Where to learn algebraic analysis I have been studying categories, sheaf cohomology and complex analysis (the basics since I know just a little). Then recently I tried to find out more about algebraic analysis and these microlocal stuffs, but I couldn't find any introductory material.
I know about the books and papers by Kashiwara and they are a little advanced for me. (However, I have never seen Foundations of algebraic analysis since this book is not so easily found.) Any material, lecture notes, etc are welcome.
 A: Here's a link to Foundations of Algebraic Analysis by Masaki Kashiwara, Takahiro Kawai, and Tatsuo Kimura. It's not available from, new, from Amazon, but is available as a used book for purchase. 
You might want to search a university library for the text, to see if it meets your needs before considering purchasing it. If not available at your library, you might want to request it through inter-library loan.
I'd suggest Googling Mikio Sato, who is credited for having started the field of Algebraic Analysis.

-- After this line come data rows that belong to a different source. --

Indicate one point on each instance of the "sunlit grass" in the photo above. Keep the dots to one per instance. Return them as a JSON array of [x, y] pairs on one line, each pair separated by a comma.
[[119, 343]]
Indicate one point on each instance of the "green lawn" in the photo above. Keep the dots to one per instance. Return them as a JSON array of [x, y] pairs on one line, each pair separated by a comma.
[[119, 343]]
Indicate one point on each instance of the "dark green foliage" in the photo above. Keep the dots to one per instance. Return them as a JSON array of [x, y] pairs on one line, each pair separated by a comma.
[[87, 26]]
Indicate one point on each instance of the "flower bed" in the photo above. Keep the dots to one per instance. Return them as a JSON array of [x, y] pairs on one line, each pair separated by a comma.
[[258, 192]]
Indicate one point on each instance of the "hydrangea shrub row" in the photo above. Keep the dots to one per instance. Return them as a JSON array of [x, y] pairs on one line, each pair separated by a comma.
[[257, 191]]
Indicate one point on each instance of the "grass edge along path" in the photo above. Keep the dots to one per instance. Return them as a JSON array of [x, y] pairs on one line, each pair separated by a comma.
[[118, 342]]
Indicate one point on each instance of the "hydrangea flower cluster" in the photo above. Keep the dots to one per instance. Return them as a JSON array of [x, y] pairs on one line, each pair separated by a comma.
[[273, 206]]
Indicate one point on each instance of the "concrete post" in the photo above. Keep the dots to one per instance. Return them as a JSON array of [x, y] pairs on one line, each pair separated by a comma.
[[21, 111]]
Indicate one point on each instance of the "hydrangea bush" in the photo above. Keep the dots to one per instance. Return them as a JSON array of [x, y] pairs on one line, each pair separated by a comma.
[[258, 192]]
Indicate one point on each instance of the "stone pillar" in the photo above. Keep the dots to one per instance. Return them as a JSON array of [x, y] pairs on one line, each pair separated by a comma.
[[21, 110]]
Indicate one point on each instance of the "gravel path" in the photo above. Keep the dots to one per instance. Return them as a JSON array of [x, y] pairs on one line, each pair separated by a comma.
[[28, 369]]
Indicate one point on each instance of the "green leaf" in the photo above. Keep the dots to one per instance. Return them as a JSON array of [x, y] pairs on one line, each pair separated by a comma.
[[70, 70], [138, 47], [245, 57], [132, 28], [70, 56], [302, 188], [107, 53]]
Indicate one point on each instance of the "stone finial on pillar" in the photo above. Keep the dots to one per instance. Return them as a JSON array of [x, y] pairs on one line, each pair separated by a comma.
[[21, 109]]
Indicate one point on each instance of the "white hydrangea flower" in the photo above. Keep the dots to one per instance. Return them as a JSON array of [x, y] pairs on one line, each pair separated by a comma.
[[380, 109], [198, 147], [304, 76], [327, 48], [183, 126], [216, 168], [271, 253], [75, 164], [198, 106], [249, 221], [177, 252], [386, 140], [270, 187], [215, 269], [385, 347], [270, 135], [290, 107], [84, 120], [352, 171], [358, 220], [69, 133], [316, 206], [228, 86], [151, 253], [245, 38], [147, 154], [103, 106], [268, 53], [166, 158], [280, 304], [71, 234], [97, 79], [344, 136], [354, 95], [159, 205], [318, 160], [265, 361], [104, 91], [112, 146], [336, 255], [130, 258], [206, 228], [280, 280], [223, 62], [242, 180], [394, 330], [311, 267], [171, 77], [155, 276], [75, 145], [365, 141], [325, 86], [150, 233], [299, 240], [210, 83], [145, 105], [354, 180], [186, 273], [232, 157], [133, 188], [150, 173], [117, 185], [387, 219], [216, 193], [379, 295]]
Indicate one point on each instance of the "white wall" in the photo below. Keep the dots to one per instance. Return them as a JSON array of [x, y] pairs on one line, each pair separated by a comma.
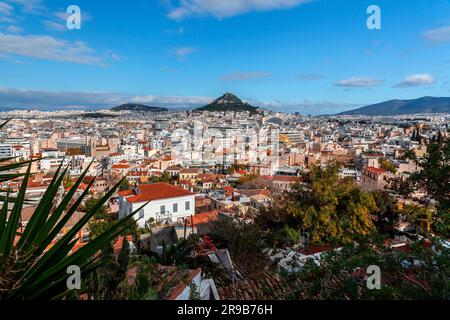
[[153, 208]]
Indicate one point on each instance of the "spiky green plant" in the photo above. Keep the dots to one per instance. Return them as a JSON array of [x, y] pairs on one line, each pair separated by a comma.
[[27, 269]]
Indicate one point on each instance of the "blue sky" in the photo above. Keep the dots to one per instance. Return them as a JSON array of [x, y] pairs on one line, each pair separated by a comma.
[[314, 56]]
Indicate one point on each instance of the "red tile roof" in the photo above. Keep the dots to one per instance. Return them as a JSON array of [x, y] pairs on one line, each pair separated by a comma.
[[204, 217], [120, 166], [157, 191], [375, 170]]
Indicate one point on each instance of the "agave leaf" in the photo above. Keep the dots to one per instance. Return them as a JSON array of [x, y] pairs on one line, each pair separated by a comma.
[[90, 249], [83, 254], [42, 210], [7, 237], [3, 217], [5, 123]]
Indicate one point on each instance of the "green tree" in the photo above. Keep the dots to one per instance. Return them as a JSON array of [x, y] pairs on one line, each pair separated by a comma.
[[433, 177], [325, 207], [125, 185]]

There is also an entry on Wikipedia which may give you some directions for further searching: Algebraic Analysis, with links to entries on the territories that overlap with the field.
Here is a webpage with links to online books and lecture notes in some of the sub-fields you mention (e.g., algebraic geometry). 
A: [KKK] "Foundations of Algebraic analysis" is not easy for beginners, I highly recommend to read A. Kaneko's "Introductions to Hyperfunctions", and Morimoto "An introduction to Sato's Hyperfunctions". And there is another one "Fundamentals of Algebraic microlocal analysis" by Struppa and Kato, also very good. [SKK]/LNM 287 is another classical book, but very hard to read. Please try to search M. Sato, M. Kashiwara, P. Schapira, and else.